I've been solving initial value problems but this one has me stumped.
So far what I have is that the position when r(0) is $(8,6,5)$ My next given is when $v(0)=8$ Next, the particle moves in a straight line to $(9,8,4)$ I've calculated that the direction vector between $P1$ and $P2$ is the same as the acceleration vector which is my next given. Acceleration is constant $a(t)=i+2j-k$
My thought process has led me so far to 1) Integrate the acceleration vector: $$P_0(8,6,5), P_1(9,8,4)$$ $$P_1P_2=a(t)$$ $$a(t)=i+2j-k$$ $$\int{a(t)dt}=v(t)=(t+C_1)i+(2t+C_2)j-(t+C_3)k$$ $$|a(t)|=\sqrt6$$ $$|v(0)|=8$$ $$v(0)=((0)+C_1))i+(2(0)+C_2)j-((0)+C_3)k$$ $$C_1+C_2-C_3=8$$ This is as far as I've gotten, as I'm not sure how to get to the next step.

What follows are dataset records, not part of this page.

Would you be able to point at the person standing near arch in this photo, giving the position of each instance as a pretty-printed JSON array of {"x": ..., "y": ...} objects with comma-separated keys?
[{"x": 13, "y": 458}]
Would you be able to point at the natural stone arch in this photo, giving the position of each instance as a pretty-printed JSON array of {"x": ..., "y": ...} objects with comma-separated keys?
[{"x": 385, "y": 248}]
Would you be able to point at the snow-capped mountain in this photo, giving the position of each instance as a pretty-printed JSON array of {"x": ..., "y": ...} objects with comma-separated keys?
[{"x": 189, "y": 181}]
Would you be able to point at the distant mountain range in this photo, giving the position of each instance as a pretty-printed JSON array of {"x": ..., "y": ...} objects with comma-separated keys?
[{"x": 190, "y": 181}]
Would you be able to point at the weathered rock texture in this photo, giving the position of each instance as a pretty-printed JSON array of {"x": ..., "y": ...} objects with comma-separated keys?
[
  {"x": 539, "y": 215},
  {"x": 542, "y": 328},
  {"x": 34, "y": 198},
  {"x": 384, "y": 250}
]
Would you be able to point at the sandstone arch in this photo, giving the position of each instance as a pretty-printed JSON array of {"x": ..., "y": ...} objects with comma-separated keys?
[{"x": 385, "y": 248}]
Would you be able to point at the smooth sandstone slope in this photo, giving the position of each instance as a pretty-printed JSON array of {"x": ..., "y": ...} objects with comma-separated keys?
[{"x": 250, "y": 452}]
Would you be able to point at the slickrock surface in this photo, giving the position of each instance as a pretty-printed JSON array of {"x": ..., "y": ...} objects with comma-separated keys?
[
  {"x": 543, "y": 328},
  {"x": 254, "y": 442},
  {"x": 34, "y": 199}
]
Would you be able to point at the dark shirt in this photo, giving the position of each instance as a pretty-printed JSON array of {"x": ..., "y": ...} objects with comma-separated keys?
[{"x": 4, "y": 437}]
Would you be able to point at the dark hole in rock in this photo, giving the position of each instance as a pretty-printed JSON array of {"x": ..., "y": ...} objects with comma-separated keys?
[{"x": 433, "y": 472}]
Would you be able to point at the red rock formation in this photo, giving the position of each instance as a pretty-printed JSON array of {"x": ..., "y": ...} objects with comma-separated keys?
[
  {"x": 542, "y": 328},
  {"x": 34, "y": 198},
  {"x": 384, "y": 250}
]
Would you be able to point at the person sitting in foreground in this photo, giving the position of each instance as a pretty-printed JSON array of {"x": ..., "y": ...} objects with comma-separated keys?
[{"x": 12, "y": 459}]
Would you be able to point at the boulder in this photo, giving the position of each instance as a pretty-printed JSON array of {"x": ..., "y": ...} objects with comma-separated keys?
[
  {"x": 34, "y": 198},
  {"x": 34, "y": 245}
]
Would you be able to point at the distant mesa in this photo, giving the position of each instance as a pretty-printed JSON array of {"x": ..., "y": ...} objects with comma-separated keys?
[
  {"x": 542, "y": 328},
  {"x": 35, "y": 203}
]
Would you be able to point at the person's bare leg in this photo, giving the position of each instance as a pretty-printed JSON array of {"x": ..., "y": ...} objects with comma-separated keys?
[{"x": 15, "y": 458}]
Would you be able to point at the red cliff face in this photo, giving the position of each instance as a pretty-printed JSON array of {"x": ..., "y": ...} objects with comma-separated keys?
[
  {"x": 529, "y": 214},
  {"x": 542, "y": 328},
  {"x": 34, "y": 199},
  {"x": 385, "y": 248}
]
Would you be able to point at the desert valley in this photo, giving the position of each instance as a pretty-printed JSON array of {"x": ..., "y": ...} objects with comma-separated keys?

Hint: Since the particle moves in a straight line, $v(t)$ must have the same direction vector as $a(t)$, which is $P_1-P_0$. Since you're given $|v(0)|=8$, can you figure out what $v(0)$ is and use that to compute $C_1$, $C_2$, and $C_3$?
Edit: The velocity vector is $s(t)\langle 1, 2, -1\rangle$, where $s(t)$ is the speed, since it is in the same direction as the acceleration vector. Then $$|v(0)| = s(0)\sqrt{6} = 8,$$ so that $s(0) = \frac{4}{3}\sqrt{6}$. This means that $$v(0) = \frac{4}{3}\sqrt{6}\langle 1, 2, -1\rangle.$$ Does that help?